The name means "new military groups" in the Lingala language, with the plural hinting at a variety of different parties involved. It's also called the Independent Liberation Movement of the Allies.
However, the Congolese government said the rebels are also known as Nzobo ya Lombo, or village bandits, and are led by the witchdoctor Ibrahim Mangbama.
One month ago, this new rebel group in Equateur attacked the provincial capital of Mbandaka, defeating a small force of UN peacekeepers guarding the airport and overcoming scores of Congolese army troops to plunder other strategic targets - the main administrative compound, the governor's office and the governor's residence.
One Ghanaian peacekeeper and a South African pilot at the airport were killed, the UN said. The government said nine insurgents, four soldiers and two police were killed.
A human rights group and witnesses said it is not known how many civilians drowned as they overcrowded and upturned canoes in an attempt to flee across the river to neighbouring Republic of Congo.
Government troops backed by UN peacekeepers retook the town the following day, according to Col. Polycarpe Boyongo. Soldiers executed at least 18 people accused of giving intelligence to the rebels, according to the Congolese branch of the African Association of Human Rights - charges denied by Boyongo.
One rebel said that Odjani - the son of the witchdoctor - who led the attack on the airport told them they were to seize the provincial capital and then march all the way to Congo's capital of Kinshasa, some 885 kilometres southwest through near-impenetrable forest with no roads.
"(He) told us that ... his father will be president, he will be the general and we will be his soldiers," Nkumu said.
That dream of marching on Kinshasa may sound far-fetched, but stranger things have happened in Congo. Kabila's father, Laurent Kabila, led an army backed by Uganda and Rwanda across a country the size of Western Europe in eight months in 1997 and ousted a 30-year dictatorship.
The Congolese branch of the African Association of Human Rights in part blames local frustration that has mounted in Equateur amid arrests and detentions of people associated with Bemba, another son of Equateur and former warlord who is standing trial in The Hague for alleged war crimes and crimes against humanity.
The human rights group accuses Congo's government of aggravating the conflict that led to a rebellion, citing "the culpable indifference of the state in the face of cries of alarm from the population."
It also accuses President Joseph Kabila's political coalition of contributing to the destabilization of Equateur province by condoning a corrupt local administration and legitimizing local officials whom the group says came to power illegally in much-disputed elections.
Congolese Information Minister Lambert Mende said that at least one provincial legislator and two national legislators are believed to have sponsored the rebels.
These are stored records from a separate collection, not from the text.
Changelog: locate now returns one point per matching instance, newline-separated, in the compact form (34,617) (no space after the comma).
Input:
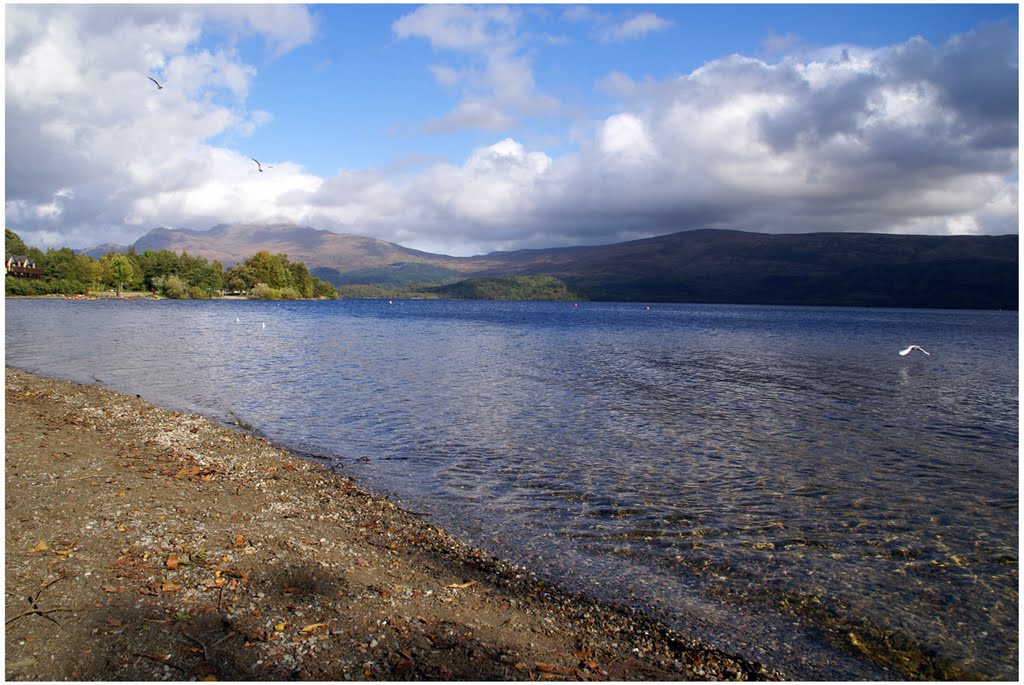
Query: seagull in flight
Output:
(909,349)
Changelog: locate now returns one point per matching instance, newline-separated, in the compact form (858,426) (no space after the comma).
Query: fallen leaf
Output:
(312,627)
(187,472)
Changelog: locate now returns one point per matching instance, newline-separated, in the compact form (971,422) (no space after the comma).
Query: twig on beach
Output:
(35,610)
(206,655)
(160,660)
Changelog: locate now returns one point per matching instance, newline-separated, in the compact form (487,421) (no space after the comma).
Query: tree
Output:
(121,270)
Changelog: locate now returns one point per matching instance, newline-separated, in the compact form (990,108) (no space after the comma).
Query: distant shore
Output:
(143,544)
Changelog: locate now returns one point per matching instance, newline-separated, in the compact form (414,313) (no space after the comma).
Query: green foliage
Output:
(164,271)
(273,276)
(174,288)
(122,270)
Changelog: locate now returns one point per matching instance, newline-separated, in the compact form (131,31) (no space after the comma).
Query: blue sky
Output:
(469,128)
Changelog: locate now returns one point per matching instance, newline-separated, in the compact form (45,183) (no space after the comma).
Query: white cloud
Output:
(635,27)
(909,138)
(495,72)
(94,152)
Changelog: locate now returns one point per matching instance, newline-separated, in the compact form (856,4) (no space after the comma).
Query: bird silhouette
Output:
(909,349)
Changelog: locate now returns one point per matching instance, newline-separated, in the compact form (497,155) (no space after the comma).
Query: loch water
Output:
(777,481)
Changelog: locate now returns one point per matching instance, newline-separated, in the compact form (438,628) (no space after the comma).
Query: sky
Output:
(463,129)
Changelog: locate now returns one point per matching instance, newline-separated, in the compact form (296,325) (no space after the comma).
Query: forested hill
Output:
(726,266)
(705,265)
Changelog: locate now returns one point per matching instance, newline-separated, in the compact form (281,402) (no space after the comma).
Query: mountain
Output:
(731,266)
(704,265)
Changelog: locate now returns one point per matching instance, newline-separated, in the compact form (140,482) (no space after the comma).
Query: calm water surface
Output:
(776,480)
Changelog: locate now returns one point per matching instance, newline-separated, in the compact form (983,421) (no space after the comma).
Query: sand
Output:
(143,544)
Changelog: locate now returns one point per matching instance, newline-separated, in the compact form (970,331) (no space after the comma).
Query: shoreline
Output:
(145,544)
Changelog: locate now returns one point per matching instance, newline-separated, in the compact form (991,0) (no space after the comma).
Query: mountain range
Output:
(701,265)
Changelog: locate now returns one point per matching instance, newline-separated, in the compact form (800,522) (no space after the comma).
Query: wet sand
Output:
(144,544)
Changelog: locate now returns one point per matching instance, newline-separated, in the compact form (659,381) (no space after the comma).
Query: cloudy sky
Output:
(469,128)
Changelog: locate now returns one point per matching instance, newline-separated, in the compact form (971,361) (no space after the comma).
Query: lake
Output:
(775,480)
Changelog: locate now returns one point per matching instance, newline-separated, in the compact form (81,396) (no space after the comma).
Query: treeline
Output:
(511,288)
(165,272)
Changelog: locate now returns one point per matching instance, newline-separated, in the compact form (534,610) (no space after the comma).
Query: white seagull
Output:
(909,349)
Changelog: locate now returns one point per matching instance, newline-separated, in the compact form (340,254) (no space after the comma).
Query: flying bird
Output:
(909,349)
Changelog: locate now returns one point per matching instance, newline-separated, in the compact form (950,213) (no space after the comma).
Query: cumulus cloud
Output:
(635,27)
(913,137)
(95,153)
(495,70)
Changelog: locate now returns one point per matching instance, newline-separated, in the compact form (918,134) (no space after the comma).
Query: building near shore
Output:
(22,267)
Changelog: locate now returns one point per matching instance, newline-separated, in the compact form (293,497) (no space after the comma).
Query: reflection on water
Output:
(777,469)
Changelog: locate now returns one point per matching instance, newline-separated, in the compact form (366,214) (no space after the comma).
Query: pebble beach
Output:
(144,544)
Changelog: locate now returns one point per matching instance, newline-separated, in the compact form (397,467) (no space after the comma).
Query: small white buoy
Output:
(904,352)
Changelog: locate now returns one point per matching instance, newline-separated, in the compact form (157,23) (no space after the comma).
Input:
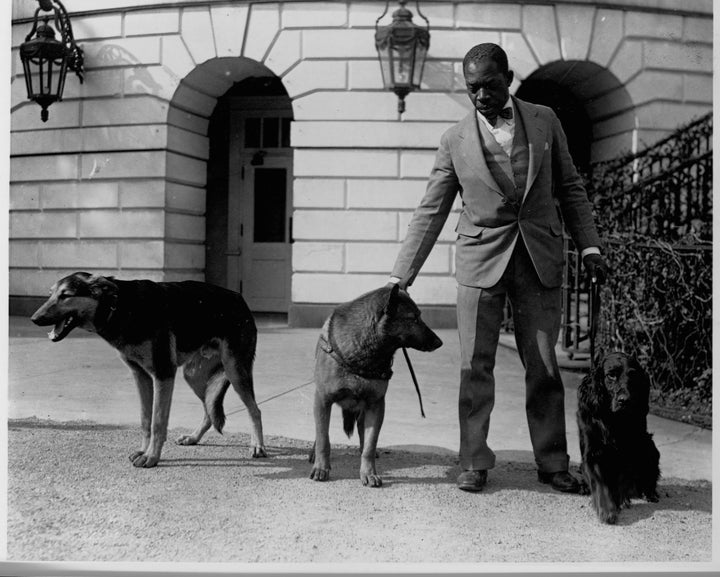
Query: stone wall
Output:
(114,181)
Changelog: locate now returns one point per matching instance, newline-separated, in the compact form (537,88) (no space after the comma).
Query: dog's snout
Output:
(37,317)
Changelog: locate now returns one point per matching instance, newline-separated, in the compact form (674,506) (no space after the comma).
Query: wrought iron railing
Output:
(663,193)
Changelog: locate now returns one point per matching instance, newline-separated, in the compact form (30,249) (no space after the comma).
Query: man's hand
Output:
(597,267)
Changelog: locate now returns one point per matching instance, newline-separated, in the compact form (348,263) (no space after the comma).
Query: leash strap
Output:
(412,374)
(594,316)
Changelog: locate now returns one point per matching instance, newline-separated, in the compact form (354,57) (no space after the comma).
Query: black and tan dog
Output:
(353,367)
(156,328)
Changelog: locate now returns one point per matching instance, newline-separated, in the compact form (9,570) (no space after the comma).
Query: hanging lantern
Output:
(402,47)
(46,59)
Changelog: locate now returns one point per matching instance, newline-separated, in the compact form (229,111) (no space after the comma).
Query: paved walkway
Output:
(82,378)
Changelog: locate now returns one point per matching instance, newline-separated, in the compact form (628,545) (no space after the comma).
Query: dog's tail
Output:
(214,396)
(349,418)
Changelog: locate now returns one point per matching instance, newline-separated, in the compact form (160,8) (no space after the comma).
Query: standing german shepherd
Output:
(353,367)
(156,328)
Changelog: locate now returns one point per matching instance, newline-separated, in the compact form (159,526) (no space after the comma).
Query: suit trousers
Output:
(536,319)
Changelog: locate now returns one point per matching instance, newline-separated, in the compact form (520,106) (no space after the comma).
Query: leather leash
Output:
(412,374)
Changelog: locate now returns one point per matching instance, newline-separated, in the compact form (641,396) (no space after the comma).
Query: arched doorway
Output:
(249,193)
(594,108)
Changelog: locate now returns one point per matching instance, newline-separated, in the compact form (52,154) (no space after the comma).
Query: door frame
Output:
(239,187)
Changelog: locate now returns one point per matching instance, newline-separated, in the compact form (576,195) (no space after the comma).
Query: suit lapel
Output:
(537,140)
(472,154)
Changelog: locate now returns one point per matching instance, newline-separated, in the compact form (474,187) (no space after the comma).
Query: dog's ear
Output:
(102,287)
(393,299)
(406,280)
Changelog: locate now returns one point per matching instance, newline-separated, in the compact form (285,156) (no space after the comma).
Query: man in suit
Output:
(510,163)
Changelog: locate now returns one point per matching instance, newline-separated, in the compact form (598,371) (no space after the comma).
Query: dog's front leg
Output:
(144,384)
(162,396)
(321,462)
(603,500)
(374,415)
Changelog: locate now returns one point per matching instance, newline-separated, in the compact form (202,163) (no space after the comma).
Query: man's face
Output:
(487,87)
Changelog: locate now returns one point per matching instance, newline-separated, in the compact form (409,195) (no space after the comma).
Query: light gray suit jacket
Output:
(490,224)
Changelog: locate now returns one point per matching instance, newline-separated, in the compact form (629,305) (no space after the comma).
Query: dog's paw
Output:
(187,440)
(320,474)
(608,517)
(370,480)
(258,452)
(143,461)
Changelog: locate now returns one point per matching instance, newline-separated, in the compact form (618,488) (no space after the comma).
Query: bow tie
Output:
(505,113)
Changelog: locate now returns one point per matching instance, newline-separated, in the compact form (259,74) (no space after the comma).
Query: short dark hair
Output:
(486,51)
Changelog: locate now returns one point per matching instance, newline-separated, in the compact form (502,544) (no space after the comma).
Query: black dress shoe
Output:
(560,481)
(473,481)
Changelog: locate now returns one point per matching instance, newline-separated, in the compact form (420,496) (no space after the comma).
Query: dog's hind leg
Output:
(372,422)
(321,460)
(210,388)
(242,381)
(194,437)
(602,498)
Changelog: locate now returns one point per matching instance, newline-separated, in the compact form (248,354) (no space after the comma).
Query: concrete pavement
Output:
(82,378)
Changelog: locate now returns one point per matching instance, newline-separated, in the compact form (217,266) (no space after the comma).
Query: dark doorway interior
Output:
(218,173)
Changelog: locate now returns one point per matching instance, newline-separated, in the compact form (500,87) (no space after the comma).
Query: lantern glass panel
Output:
(418,64)
(402,64)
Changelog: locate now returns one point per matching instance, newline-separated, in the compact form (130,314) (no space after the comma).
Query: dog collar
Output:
(327,346)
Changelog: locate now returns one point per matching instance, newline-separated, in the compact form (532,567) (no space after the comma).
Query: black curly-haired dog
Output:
(619,458)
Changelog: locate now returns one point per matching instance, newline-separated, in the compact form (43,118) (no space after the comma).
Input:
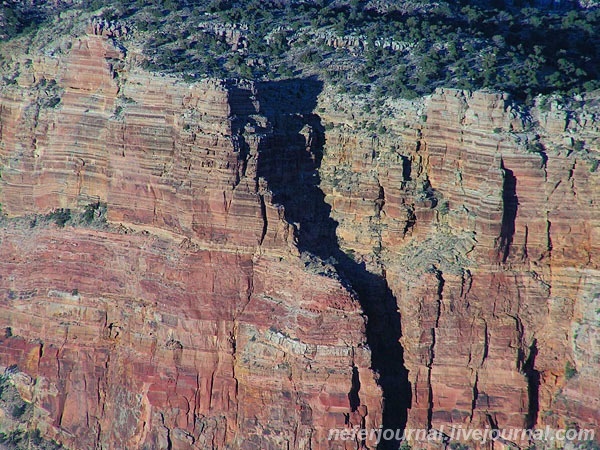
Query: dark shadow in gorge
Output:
(289,160)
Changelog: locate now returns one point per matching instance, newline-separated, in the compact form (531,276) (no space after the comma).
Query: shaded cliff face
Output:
(252,230)
(189,320)
(485,217)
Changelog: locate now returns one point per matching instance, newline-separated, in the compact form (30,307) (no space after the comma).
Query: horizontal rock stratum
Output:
(270,268)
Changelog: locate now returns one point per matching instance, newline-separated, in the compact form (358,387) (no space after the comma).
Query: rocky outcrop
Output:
(268,273)
(486,222)
(191,321)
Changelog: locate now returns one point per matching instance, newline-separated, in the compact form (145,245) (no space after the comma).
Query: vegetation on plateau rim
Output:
(387,48)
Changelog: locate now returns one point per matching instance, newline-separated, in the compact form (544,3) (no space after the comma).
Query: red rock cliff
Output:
(197,317)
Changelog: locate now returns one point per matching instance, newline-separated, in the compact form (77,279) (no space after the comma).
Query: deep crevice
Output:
(510,206)
(289,160)
(533,386)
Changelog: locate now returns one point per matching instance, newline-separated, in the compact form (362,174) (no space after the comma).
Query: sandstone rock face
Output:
(174,327)
(487,225)
(263,278)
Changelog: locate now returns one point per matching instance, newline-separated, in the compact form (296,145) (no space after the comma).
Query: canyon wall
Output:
(277,261)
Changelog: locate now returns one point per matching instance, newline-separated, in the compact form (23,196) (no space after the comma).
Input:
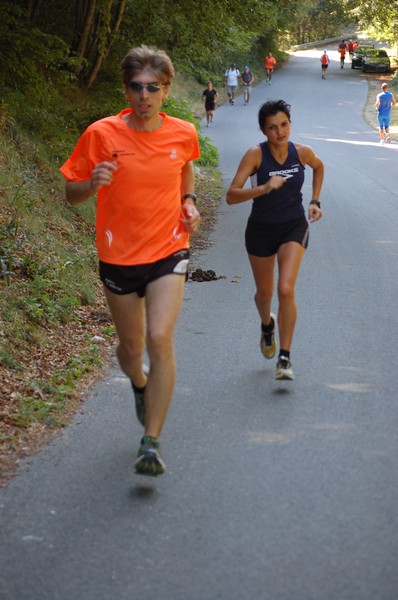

But Mende said the rebels' motivations remain unclear and he accused the media of sensationalising the unrest.
Nkumu said he decided to fight because his livestock had been killed by disease, he had no way to support his two younger brothers and Odjani promised money to anyone who helped take Mbandaka.
"I have nothing so I had nothing to lose," he told The Associated Press from outside an impromptu prison where soldiers are holding 65 alleged rebels including 18 minors.